I had an abortion in 2019.the main reason I had one was because the father of the child had left me and I was alone and pregnant I just could not face it to go through another pregnancy alone and no work as I did with my first child I now have nightmares and feel guilty of the sin I did I no longer feel like going on with life I feel like just giving up I eventually told my family last year about the abortion but the regret I feel it building up everyday I feel like I was so selfish for taking that decision got worse my sister had a beautiful baby last year November 2020
I don’t enjoy company of any1 now I’m constantly crying the pain I just too much worse when you have no one to share what you feel with 🥺 recently been having suicidal thoughts
I was 18 years old. Was in a great relationship but ended up getting sexually assaulted. My life changed after that. Already not having real family or support… everything went downhill just for me to discover I was 22 weeks pregnant.. having no idea up until that point. Me not knowing if my baby was from the person who hurt me or the one who loved me.

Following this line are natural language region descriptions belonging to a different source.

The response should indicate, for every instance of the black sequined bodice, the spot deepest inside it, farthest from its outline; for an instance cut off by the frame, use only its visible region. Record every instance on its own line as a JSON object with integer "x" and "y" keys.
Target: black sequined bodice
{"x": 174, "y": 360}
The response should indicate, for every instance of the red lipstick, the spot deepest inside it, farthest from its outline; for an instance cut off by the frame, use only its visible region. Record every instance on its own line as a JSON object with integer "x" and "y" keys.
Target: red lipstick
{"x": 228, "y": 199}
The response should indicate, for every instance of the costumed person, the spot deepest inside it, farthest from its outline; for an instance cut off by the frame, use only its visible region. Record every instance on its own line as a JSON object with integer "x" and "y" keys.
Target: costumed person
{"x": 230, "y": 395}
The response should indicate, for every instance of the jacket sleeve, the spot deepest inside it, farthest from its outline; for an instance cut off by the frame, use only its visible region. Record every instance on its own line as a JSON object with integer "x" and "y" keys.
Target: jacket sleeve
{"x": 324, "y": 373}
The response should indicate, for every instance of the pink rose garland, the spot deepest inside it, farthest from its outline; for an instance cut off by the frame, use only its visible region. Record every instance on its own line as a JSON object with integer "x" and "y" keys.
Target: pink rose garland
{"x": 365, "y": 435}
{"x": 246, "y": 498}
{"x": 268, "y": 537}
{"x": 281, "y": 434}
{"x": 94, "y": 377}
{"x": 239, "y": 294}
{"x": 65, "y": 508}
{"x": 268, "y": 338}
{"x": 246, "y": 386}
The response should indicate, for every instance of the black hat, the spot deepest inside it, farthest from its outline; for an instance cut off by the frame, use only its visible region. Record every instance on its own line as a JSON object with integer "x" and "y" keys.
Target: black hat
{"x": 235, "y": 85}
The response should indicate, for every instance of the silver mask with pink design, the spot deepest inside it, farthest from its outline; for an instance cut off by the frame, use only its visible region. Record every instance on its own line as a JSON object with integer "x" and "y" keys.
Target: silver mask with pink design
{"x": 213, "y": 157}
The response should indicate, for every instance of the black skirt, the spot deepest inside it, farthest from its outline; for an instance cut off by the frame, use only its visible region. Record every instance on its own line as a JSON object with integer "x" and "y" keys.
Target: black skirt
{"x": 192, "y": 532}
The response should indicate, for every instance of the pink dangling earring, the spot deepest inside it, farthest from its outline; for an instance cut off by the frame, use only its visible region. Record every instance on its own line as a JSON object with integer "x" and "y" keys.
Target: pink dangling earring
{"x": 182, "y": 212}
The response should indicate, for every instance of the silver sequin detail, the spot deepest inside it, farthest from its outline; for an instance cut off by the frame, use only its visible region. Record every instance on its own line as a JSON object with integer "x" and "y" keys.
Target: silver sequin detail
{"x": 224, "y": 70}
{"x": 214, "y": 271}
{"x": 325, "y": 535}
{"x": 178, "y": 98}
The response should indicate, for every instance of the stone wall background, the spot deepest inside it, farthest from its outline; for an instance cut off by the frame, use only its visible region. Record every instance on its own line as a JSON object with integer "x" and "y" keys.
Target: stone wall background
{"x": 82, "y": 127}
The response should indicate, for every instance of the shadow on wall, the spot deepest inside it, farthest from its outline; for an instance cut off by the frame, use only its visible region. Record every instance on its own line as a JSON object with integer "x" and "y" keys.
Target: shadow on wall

This broke me. Being so young and having dealt with so much trauma in my life I was scared. My boyfriend pushed for me to get the abortion even though deep down I did not want it. I had a week after finding out to make a decision. I didn’t want to hurt the people around me or make their lives harder. But it was a baby’s life.. No matter who he was from he was still mine. I got the abortion at 22 weeks 6 days and believe me it was not easy. I was alone. I donated the remains to science knowing if my family found out they would had cut me off. I kept the ultrasounds and footprints. My boyfriend left me immediately after. Losing a baby is one of the hardest things and having to chose wether you bring a life into this world or let it go. I was traumatized. No one ever deserves that to happen to them. I still think about it everyday. I am 19 now. It may never fade but you will get through it. Know your not alone. Mourn all you need.